1. Less accessible to average readers. One of the values of the HCSB is its readability. It is accurate, fairly literal, but easy to read. There are many places, like Philippians 2:6, where the HCSB goes with the meaning of the text rather than a literal translation of the words. I repeatedly praise the HCSB for its translation choice in Philippians 2:6. Go with an understandable, yet accurate translation. Many in the congregation where I work like the HCSB because of these features. Increasing the use of Yahweh decreases readability.
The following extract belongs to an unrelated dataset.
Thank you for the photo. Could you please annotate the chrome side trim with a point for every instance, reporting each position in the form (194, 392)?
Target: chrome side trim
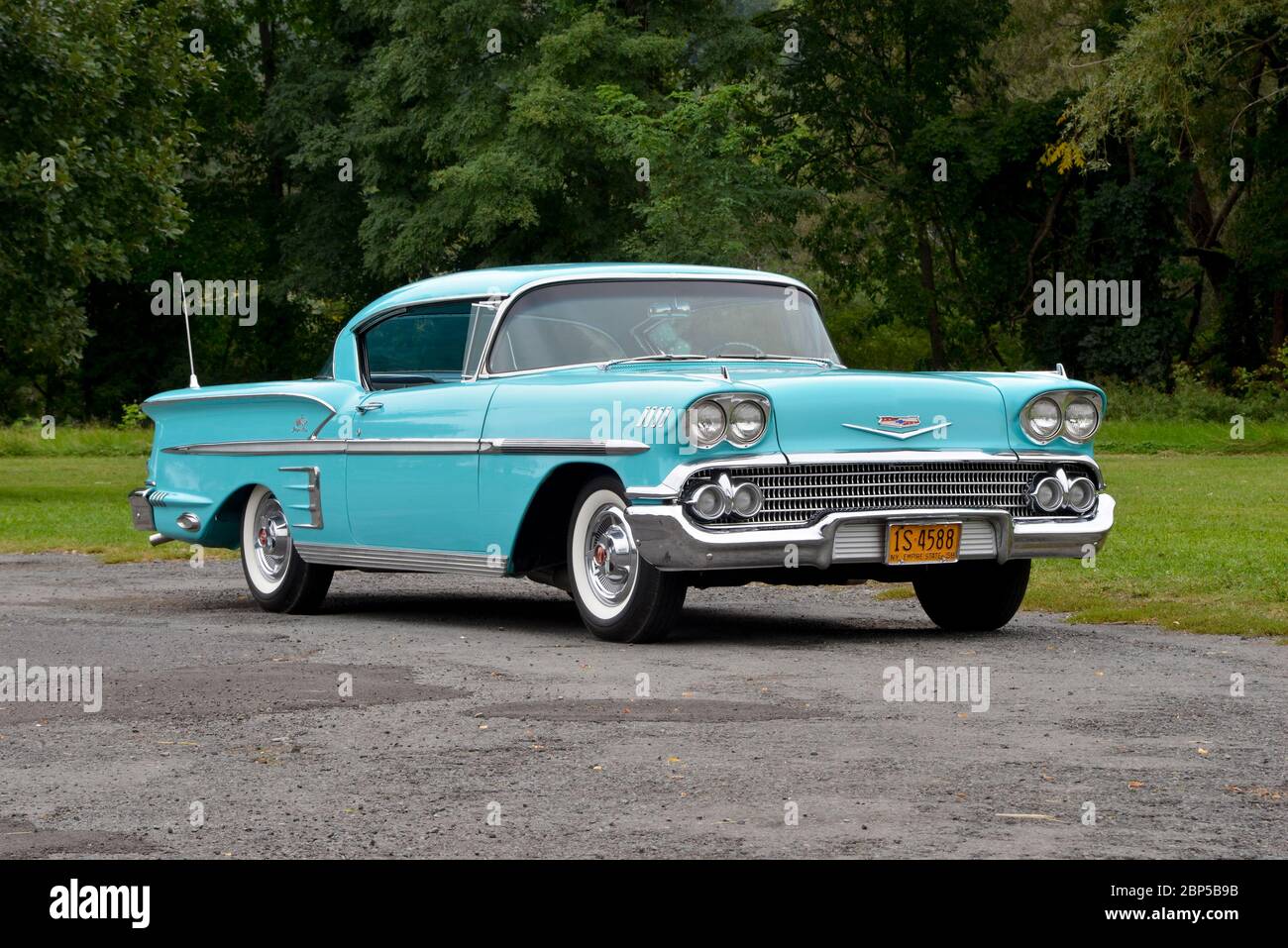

While those highly knowledge in the scriptures will understand who is being referred to when reading the term Yahweh, I think the majority of people will not understand this term.
2. Increased confusion. “But Jehoshaphat said, ‘Isn’t there a prophet of the LORD here? Let’s inquire of Yahweh through him’” (2 Kings 3:11). Does this passage make more sense than just staying with a consistent use of LORD? I don’t see how this is an improvement in translation.
3. Lack of acceptance. I do not foresee people getting on board with this change. I don’t think people are going to stop using LORD for the name of God and start using Yahweh instead.
4. Not functional. I know the common, un-churched, non-religious person has no idea who Yahweh is and who you are talking about if you said, “Yahweh.” Not only is using Yahweh less readable, but I believe it will cause an additional hindrance when trying to teach people. Rather than know that the LORD is the subject, an explanation will need to be given to unbelievers about the name Yahweh in any sermon or class that has this rendering. This is not a fruitful use of one’s time when trying to teach and preach.
What do you all think about the HCSB increasing the use of Yahweh? While I believe an argument can be made that it is more literal or accurate, it is certainly not helpful. I believe it causes more problems than it solves and causes the scriptures to be less accessible to the lost. There must be moderation between literal translation and comprehension. Otherwise we would all use interlinear Bibles. But anyone who has used one knows that an interlinear does not lead to ease in understanding or comprehension. I think the HCSB is going the wrong way with this change. We don’t need to be using words that make the scriptures harder to understand when translating to the English language.